Causa seguita da Francesco Torniamenti
(Trib. Padova, decr., 7 luglio 2017, n. 4411)
L’impugnazione d’urgenza del contratto a termine è di per sé infondata – in quanto priva del requisito del periculum in mora - stante il fatto che la sentenza che viene emessa all’esito del giudizio ordinario ricostituisce il rapporto di lavoro con effetto retroattivo sin dalla stipulazione del contratto a tempo determinato; sicché l’instaurazione del giudizio di merito non può provocare, in capo al lavoratore, un pregiudizio irreparabile tale da giustificare il ricorso d’urgenza.

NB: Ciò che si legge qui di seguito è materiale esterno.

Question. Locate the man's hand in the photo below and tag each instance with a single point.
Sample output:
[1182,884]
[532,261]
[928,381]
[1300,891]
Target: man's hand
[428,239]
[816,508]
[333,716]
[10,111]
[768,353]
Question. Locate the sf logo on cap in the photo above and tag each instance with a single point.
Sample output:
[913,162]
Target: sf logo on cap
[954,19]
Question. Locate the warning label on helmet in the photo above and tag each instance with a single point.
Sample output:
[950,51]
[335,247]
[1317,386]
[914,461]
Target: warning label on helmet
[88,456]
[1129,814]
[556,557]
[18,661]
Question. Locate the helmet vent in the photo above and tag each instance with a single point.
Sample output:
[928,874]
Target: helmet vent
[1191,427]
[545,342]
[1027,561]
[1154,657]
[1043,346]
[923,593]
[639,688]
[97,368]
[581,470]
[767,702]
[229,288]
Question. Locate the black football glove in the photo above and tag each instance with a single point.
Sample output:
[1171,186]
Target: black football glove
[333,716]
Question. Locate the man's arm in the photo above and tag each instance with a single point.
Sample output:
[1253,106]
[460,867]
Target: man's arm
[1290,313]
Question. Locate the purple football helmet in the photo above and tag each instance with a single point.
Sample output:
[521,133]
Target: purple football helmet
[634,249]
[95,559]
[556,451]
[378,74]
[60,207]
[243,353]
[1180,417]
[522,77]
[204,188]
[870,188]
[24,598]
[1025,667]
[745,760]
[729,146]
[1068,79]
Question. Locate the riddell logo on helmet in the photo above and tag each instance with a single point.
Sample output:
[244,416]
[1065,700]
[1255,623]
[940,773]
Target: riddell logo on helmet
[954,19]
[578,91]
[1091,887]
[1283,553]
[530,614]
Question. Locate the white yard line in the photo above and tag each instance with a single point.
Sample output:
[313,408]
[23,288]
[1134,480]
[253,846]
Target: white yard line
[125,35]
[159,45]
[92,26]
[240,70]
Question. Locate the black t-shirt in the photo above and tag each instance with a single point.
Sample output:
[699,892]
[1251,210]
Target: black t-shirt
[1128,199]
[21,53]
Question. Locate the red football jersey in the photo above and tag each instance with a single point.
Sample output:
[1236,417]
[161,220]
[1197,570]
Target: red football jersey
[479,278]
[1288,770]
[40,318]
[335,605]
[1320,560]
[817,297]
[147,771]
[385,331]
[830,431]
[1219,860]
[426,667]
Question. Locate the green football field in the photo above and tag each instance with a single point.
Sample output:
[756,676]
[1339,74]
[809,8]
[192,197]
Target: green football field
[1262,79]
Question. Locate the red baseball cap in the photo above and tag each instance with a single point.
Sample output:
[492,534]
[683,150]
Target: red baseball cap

Così si è pronunciato il Tribunale di Padova, in un caso di successione di due contratti a termine, respingendo il giudizio cautelare ex art. 700 cod. proc. civ., promosso dal lavoratore nei confronti del datore e volto a far accertare, in via d’urgenza, la nullità del termine apposto al secondo contratto perché stipulato prima che fosse decorso, della conclusione del primo contratto, l’intervallo di tempo minimo previsto dall’art. 21 del D.lgs. n. 81/2015.
Tale decisione è stata motivata sulla base del fatto che la sentenza dichiarativa della nullità del termine apposto al contratto – ove emessa all’esito del giudizio ordinario - ricostituisce il rapporto di lavoro a tempo indeterminato sin dalla data di stipulazione del contratto a termine illegittimo e riconosce altresì, in favore
del lavoratore, un risarcimento del danno stabilito nell’indennità di cui all’art. 28 D.lgs. n. 81/2015. Di talché ogni danno e/o pregiudizio che il lavoratore dovesse subire in attesa della sentenza di merito troverebbe poi – in caso di accoglimento della domanda – completa riparazione.
In aggiunta a quanto sopra, il Tribunale ha escluso il requisito del periculum anche in considerazione del tempo trascorso prima che il lavoratore promuovesse il procedimento d’urgenza (3 mesi) specificando che, ai fini dell’esistenza del requisito in oggetto, non ha alcuna rilevanza lo stato di disoccupazione del ricorrente.
Con tale provvedimento il Tribunale riafferma il noto principio per cui il pregiudizio patrimoniale – in quanto danno riparabile - non può mai costituire di per sé periculum in mora tale da giustificare il ricorso al procedimento ex art. 700 cod. proc. civ., in analogia con quanto affermato in passato dalla giurisprudenza in caso di procedimenti cautelari promossi avverso ai licenziamenti.